MLK, Jr. Day and the Voices of Black Women

“We refuse to believe that there are insufficient funds in the great vaults of opportunity of this nation. And so we’ve come to cash this check, a check that will give us upon demand the riches of freedom and the security of justice.” – Martin Luther King, Jr. 

On this day every year I, like so very many, do my best to reflect and to atone. I see the shortcomings not just in our society, but in myself. This time, however, I see the shortcomings in my repertoire, as well. Here I am, a progressive, conscientious reader who  makes it a point to expand my horizons, to continue my education, and to read new voices. I have embarked on this year-long project of reading women after looking more closely at my reading list and feeling disappointed that despite the representation of numerous countries and countless protagonists, it was heavily biased towards male writers. That disproportion was come by honestly – I make a conscious effort to read award-winning works, and the awards…well, they tend to go to men. (More on this soon!)
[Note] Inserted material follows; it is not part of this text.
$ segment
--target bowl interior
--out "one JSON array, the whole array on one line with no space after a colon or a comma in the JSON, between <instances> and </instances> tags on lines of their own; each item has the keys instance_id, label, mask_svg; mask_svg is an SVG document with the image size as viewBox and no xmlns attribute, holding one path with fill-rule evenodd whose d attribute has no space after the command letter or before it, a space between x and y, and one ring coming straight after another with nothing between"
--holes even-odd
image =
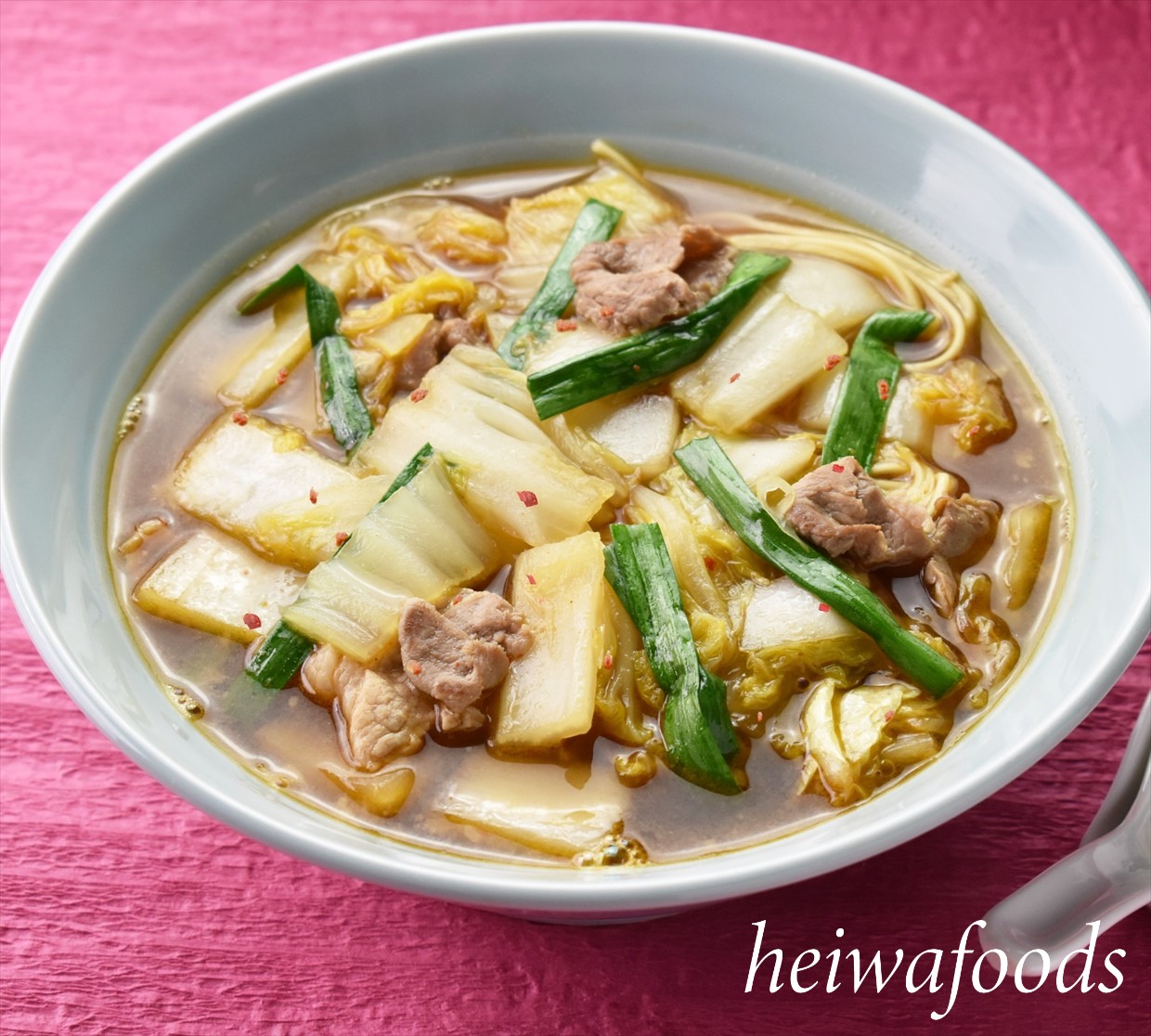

A mere two weeks into this project and I’ve become aware of another irrefutable lack – the voices of black women. How easy it is to only hear what is comfortable, what is familiar. We surround ourselves with like-minded voices everywhere we can. It takes (sometimes uncomfortable) effort to expand our world – who we “friend”, what we listen to, what we read. I have to believe that once again, this lack is come by honestly. I have to believe that it isn’t out of latent prejudice, but out of blind ignorance.

I can cite a woefully short list of black women writers whose works are familiar to me and whose talent inspires my awe and deepest respect. I would read a grocery list written by Chimamanda Ngozi Adichie; Toni Morrison and Alice Walker make my chest hurt with joy and shame; Zadie Smith’s wit is biting and indelible; and my forays into the works of Edwidge Danticat and Andrea Levy bring me tears of hope. But that list is unacceptably short. Help me begin to make amends. Help me nurture this list, that it may flourish and grow beyond my abilities to keep up! Share voices with me…and with everyone.

In the meantime, I will read Bell Hooks and Carolivia Herron with my daughter. I will listen to Brittany Luse on “For Colored Nerds”. I will begin Jesmyn Ward’s “Salvage the Bones” today. And I will hope for your help.